La société [20] produit un extrait fragmentaire, mais néanmoins non contesté dans son contenu par la salariée qui n'en produit pas l'exemplaire qu'elle détient, relatif aux points 6 à 10, du protocole transactionnel daté du 20 janvier 2009, signé par la salariée sous la mention manuscrite «sans réserve, ni contrainte, bon pour transaction et renonciation à toutes instances et actions», aux termes duquel sous réserve du versement effectif des sommes visées aux paragraphes 2 à 5 [...], la salariée déclare renoncer irrévocablement à toute instance ou action née ou à naître au titre de l'exécution ou de la rupture du contrat de travail avec [20] SAS et se déclare remplie de ses droits, admettant que plus aucune contestation ne l'oppose à son employeur et qu'il est mis fin à leur différend.
Alors qu'il est constant que la transaction a été signée à l'occasion de la rupture du contrat de travail et, bien que le fondement de l'action de la salariée se soit révélé postérieurement à la transaction, au jour de l'arrêté du 25 octobre 2016 (JORF n°0255 du 1er novembre 2016) d'inscription de l'établissement de [Localité 22] exploité par la société [20] sur la liste des établissements permettant la mise en oeuvre de l'allocation de cessation anticipée des travailleurs de l'amiante, il demeure que la clause de la transaction, formulée en des termes généraux, par laquelle la salariée se déclare remplie de ses droits et renonce, de façon irrévocable, à toute instance ou action née ou à naître au titre de l'exécution ou de la rupture du contrat de travail et admet que plus aucune contestation ne l'oppose à son employeur et qu'il est mis fin à leur différend, rend irrecevable sa demande en réparation du préjudice d'anxiété en raison de l'autorité de la chose jugée attachée à cette transaction, ainsi que l'ont retenu les premiers juges.
Sur les demandes accessoires
Compte tenu de l'issue du litige, il y a lieu de confirmer le jugement entrepris en ses dispositions relatives à la charge des dépens et des frais irrépétibles.
La salariée qui succombe en son appel est tenue aux dépens.

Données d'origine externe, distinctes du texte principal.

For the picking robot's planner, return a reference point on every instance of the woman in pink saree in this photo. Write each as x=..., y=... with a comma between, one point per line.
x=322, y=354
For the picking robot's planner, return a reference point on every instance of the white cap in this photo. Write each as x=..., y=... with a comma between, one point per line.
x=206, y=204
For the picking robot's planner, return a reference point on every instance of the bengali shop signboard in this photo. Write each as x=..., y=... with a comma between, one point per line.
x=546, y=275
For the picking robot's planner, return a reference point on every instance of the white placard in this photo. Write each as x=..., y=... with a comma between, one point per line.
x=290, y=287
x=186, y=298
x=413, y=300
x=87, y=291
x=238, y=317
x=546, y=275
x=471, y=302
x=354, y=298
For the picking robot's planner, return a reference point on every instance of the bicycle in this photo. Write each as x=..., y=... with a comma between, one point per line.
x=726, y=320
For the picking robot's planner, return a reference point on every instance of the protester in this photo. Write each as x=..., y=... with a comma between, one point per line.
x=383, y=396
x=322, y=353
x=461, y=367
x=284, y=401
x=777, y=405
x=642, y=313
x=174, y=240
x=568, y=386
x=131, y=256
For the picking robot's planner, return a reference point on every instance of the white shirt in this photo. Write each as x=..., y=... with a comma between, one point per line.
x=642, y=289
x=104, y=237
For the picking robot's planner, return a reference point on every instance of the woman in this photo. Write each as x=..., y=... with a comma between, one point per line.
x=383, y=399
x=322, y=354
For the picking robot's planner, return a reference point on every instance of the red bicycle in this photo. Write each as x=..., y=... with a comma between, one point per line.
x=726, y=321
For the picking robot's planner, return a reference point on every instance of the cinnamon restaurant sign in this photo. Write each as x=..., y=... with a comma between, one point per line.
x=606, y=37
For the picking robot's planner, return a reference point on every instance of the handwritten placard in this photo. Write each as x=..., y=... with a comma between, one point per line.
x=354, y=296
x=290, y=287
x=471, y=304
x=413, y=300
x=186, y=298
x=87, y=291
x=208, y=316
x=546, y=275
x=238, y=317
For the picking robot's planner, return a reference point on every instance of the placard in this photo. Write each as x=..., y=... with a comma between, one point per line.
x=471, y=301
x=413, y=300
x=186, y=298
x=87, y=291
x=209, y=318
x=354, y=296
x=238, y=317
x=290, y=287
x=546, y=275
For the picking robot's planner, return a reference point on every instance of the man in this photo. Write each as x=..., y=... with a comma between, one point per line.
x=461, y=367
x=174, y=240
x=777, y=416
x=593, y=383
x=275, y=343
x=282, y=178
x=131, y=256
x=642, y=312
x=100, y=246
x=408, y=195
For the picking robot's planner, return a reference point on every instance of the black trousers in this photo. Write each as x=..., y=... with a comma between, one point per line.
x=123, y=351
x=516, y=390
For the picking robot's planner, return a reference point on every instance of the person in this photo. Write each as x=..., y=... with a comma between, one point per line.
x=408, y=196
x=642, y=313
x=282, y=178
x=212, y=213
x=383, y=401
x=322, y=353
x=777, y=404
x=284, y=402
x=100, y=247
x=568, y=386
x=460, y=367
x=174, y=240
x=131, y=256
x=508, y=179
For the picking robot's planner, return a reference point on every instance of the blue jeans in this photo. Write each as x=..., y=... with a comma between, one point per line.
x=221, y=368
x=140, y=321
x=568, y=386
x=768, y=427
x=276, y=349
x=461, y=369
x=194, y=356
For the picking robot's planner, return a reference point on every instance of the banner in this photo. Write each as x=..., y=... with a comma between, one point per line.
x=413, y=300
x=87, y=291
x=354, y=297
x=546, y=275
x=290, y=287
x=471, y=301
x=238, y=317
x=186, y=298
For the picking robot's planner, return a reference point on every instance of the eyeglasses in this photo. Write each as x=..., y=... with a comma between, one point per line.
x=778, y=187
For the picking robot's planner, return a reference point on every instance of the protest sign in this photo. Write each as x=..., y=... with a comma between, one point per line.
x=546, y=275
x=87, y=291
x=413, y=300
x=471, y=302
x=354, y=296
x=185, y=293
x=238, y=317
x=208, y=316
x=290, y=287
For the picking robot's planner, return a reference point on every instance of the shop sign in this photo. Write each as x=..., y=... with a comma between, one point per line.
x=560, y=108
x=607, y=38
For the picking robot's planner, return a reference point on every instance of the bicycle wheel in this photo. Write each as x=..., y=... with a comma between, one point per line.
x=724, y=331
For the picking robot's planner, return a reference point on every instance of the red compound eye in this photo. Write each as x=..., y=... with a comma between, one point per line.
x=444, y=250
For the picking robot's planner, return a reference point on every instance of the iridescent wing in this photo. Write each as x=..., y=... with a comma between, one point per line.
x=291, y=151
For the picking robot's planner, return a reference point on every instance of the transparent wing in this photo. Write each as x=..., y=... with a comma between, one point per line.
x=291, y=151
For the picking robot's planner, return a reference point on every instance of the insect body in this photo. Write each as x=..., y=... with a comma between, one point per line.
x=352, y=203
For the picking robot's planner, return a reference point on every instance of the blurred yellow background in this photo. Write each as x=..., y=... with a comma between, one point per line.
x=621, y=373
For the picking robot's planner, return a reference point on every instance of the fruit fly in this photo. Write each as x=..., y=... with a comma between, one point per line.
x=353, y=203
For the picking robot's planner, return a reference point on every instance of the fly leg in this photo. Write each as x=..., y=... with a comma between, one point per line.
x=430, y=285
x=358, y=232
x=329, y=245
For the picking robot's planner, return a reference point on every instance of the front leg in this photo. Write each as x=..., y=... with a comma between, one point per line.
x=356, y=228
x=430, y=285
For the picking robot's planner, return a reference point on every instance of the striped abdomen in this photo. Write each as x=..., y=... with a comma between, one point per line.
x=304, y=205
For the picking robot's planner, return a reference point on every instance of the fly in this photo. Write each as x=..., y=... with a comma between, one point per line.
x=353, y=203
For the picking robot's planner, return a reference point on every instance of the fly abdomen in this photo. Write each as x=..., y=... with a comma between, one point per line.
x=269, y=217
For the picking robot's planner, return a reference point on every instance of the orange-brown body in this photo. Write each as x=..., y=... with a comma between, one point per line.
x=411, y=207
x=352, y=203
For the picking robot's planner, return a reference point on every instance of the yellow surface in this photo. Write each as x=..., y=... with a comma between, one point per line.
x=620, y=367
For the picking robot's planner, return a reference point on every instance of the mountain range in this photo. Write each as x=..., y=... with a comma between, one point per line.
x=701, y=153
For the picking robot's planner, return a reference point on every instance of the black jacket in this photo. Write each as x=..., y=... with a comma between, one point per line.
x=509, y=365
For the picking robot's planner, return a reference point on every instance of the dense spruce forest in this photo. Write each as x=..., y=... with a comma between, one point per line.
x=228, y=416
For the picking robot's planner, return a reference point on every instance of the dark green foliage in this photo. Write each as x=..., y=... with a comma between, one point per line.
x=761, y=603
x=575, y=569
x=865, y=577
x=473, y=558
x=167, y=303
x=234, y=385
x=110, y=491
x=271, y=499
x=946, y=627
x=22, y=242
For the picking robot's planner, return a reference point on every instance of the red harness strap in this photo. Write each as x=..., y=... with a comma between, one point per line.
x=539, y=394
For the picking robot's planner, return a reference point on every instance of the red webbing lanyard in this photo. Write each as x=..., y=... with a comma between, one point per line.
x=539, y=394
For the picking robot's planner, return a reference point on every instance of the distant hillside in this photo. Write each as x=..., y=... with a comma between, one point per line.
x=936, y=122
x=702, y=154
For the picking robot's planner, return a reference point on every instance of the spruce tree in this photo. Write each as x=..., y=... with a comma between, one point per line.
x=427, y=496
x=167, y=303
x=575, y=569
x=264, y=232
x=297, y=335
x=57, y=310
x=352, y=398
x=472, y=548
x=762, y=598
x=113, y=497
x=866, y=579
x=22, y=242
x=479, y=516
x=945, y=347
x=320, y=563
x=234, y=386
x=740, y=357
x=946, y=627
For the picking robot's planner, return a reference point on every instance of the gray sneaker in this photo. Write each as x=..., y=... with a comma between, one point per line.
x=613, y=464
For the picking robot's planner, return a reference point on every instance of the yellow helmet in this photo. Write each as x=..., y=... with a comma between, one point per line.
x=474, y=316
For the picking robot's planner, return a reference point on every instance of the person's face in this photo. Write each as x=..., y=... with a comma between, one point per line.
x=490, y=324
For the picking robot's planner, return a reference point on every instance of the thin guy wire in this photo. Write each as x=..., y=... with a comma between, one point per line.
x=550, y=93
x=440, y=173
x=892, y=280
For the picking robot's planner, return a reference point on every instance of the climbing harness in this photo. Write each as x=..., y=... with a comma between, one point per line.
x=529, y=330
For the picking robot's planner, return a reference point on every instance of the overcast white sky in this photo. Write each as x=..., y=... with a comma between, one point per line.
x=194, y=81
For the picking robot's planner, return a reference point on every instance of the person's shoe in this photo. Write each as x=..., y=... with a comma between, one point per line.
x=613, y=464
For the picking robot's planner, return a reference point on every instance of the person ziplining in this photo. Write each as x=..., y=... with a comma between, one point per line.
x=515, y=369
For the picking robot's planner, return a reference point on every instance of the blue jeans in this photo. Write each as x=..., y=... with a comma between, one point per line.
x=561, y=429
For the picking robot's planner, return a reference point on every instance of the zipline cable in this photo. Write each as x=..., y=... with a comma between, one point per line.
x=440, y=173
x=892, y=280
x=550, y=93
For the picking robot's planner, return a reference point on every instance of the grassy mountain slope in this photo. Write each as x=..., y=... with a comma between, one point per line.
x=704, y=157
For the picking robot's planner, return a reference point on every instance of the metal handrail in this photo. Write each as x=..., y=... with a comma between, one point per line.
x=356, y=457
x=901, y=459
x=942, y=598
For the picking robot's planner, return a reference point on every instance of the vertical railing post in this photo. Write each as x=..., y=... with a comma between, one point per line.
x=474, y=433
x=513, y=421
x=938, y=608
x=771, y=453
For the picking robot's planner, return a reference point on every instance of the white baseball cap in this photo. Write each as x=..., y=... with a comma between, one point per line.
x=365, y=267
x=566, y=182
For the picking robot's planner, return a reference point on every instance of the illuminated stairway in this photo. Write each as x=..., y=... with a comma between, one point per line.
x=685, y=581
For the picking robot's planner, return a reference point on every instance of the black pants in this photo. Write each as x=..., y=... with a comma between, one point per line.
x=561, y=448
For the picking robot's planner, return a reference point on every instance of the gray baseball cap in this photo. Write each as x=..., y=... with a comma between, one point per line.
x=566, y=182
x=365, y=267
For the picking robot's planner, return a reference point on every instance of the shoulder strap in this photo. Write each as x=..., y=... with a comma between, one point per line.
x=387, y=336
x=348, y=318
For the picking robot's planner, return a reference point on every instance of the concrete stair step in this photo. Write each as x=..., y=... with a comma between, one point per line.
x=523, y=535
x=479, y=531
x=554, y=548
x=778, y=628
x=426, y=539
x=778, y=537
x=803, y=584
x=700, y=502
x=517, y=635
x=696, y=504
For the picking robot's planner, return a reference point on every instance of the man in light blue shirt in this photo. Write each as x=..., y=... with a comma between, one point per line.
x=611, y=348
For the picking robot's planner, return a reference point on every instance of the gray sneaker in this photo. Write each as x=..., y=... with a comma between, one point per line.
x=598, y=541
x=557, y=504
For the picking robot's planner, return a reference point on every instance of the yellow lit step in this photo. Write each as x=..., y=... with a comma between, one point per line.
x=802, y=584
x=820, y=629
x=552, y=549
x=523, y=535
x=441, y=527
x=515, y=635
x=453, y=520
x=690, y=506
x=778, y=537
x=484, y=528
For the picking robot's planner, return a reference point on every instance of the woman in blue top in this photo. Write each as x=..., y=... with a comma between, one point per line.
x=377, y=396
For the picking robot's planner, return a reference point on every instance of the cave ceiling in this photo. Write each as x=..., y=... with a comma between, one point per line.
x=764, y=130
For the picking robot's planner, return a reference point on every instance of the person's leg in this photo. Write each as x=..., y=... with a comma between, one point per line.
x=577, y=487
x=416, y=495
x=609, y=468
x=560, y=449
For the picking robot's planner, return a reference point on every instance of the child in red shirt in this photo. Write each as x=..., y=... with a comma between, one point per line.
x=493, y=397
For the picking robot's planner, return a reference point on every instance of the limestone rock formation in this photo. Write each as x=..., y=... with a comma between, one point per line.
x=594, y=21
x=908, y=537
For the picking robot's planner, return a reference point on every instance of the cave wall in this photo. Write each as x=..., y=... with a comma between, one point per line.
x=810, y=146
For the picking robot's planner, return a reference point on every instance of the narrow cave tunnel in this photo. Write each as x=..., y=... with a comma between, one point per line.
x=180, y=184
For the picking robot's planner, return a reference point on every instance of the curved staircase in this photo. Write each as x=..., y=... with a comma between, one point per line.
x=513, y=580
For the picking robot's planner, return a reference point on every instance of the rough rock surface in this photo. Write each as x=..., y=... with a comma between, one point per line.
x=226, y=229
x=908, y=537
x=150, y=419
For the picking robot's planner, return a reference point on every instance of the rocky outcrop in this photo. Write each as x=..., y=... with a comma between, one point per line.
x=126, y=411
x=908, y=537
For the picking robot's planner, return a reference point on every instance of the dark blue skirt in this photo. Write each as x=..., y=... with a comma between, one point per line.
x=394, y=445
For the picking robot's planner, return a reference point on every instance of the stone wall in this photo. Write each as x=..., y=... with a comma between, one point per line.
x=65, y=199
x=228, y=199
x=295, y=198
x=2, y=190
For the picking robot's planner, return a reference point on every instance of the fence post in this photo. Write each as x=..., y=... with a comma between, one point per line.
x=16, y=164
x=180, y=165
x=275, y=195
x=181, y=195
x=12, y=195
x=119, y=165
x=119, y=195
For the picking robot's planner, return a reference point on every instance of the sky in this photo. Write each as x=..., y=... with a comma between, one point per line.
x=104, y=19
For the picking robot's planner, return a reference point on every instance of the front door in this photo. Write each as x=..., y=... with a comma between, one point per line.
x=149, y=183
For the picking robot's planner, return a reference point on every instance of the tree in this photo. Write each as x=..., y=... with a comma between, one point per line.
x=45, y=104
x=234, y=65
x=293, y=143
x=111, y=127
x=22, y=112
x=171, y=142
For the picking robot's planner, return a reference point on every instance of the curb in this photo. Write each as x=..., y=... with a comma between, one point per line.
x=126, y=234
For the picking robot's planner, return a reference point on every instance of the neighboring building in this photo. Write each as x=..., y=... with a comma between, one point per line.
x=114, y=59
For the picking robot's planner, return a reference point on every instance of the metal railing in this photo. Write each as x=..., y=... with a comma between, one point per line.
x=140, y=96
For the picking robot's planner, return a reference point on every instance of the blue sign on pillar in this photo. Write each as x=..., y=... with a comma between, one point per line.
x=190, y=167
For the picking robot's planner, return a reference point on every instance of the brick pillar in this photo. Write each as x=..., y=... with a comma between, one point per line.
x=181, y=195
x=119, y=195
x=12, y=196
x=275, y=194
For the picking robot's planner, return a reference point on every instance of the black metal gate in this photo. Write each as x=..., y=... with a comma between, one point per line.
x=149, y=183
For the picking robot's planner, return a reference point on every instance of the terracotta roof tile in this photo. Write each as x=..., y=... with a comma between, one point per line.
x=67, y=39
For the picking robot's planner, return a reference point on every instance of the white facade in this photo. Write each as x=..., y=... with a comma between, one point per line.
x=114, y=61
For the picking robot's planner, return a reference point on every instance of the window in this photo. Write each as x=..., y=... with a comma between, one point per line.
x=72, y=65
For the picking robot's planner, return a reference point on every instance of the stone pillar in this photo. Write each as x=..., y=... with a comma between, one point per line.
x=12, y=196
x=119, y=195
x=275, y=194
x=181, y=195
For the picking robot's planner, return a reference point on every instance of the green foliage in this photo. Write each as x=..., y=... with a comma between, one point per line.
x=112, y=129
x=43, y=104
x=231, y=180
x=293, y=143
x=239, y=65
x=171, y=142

Au regard de la situation économique respective des parties, l'équité ne commande pas de faire droit à la demande des sociétés au titre de l'article 700 du code de procédure civile.
PAR CES MOTIFS
La cour,
Statuant par arrêt contradictoire, mis à disposition au greffe et dernier ressort,
ORDONNE la révocation de l'ordonnance de clôture et prononce la clôture au 8 septembre 2022,
CONFIRME le jugement en toutes ses dispositions,
Y ajoutant,
REJETTE la demandes des sociétés [20], [13], [17], [18] et [19] au titre de l'article 700 du code de procédure civile.
LAISSE les dépens à la charge de Mme [L] [K].